Each of Paul’s letters was written to a specific congregation to deal with specific issues. Today we have come to understand how we can listen to Paul’s words and apply those lessons to situations in our churches that Paul knew nothing about. It is the real genius of Paul – his teaching not only helped those specific churches, but also they provide us with timeless truth about how God intends the church to be for all time. One of the reasons Paul wrote his letter to the church at Ephesus is that He wanted to encourage them to live their lives worthy of the calling they had received. He wanted to show them that those who are saved must now begin to live distinctive lives here on earth. In this letter, therefore, Paul gives very specific teaching on how we are to live our lives in the local church, in the world and in the home.
With all the projects going on in our church some might wonder how we could possibly have room for anything new. For example, how can we now add the issue of Foster Care in Oklahoma to our already full “mission plate”? Paul’s letter gives us a clue: As long as we let God be in charge of everything, we will each one be able to play our individual roles and the whole body will grow and build itself up.
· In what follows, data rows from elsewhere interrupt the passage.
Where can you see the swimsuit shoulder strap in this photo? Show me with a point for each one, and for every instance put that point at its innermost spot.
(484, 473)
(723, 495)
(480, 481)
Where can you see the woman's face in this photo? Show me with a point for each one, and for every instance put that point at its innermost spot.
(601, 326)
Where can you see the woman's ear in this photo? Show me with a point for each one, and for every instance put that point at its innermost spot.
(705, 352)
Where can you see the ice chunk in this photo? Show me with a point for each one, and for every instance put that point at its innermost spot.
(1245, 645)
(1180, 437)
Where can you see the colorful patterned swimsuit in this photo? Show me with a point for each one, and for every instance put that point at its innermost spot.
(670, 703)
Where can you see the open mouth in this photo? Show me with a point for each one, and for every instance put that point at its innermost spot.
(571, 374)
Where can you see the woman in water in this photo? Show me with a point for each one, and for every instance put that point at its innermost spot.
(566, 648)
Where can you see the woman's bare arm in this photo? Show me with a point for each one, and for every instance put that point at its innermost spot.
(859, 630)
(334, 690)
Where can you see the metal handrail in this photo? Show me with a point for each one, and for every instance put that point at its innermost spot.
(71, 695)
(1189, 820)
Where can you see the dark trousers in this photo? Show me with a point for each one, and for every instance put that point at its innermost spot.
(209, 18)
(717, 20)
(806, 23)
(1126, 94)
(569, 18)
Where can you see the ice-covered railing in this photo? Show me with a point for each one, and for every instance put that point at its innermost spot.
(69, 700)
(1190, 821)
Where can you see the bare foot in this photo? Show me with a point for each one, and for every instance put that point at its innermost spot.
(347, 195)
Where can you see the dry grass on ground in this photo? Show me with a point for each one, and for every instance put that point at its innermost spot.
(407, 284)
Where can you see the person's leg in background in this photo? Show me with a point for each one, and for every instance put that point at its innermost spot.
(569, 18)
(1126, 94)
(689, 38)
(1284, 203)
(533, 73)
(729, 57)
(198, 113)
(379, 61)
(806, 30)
Some projects are suited to one type of person, while other projects are suited to other types of people. Not everyone is expected to be involved in every project. Each one of us should seek out the place where we feel passion for the people of God and feel led to use our particular gifts and graces. None of us should feel the need to get involved in everything – it’s too exhausting and, ultimately, ineffective. We have so many opportunities to serve because we have so many diverse gifts to offer and people who celebrate their particular passion for ministry by bringing ideas to the table. Hooray for the diversity!
At our last Church Council meeting we left an “empty” chair at the head of the table. This chair was reserved for Jesus; it was placed as a reminder that Jesus must be in charge of our meeting and we must look to his leadership. I encourage you now – every committee meeting, every Sunday school class, and every organization in the church – Please set an “empty” chair at your table and reserve it for Jesus. Do nothing until you first seek to know what Jesus has in mind.